En effet, les gens n’ont pas été formés au collectif quand ils étaient « petits ». L’interaction avec l’autre – réfléchir tout en interagissant est plus facile pour un extraverti que pour un introverti. Dans les entreprises, il existe toutes sortes de tensions à tous niveaux. Pour arriver à négocier, à se coordonner et à avancer ensemble, il faut être capable de se mettre en phase sur ce que l’on perçoit sans pour autant rentrer dans la perception unique. Arriver à accepter que les autres perçoivent différemment ce que l’on perçoit soi-même – ce qui n’est pas rien -, ensuite, il faut diriger l’attention sur des objectifs. Cela nécessite en amont un travail d’appropriation qui passe par le fait que chacun ait malaxé l’information pour la transformer en stratégie. Le travail doit se fait dans chaque cerveau, chacun étant auteur de ses pensées. Et ce sont nos pensées qui nous servent à prendre des décisions au quotidien. Chaque co-équipier doit avoir travaillé sur la valeur qu’il donne à un certain nombre d’actions, il doit avoir négocié avec les autres pour permettre leur coordination synchronisée. Pour cela, il faut être capable d’anticiper sur les actions des autres membres de l’équipe. C’est assez complexe mais, aujourd’hui, les neurosciences permettent de comprendre cette complexité et aider les gens à avancer.
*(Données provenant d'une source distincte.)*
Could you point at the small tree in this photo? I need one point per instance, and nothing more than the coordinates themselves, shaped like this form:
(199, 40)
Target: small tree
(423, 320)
Je dis dans mon livre que la coélaboration, la négociation, l’innovation sont des sports exigeants. Nous avons à conquérir de l’agilité et de la performance dans ces domaines de compétences. Tant que ceux dont le rôle est de décider pour les autres n’auront pas pris conscience qu’ils ont un cerveau et qu’ils sont donc soumis à l’impossibilité de percevoir l’inconnu et de tout prévoir, il sera difficile de changer les fondements qui structurent l’action des institutions et des entreprises (…) ».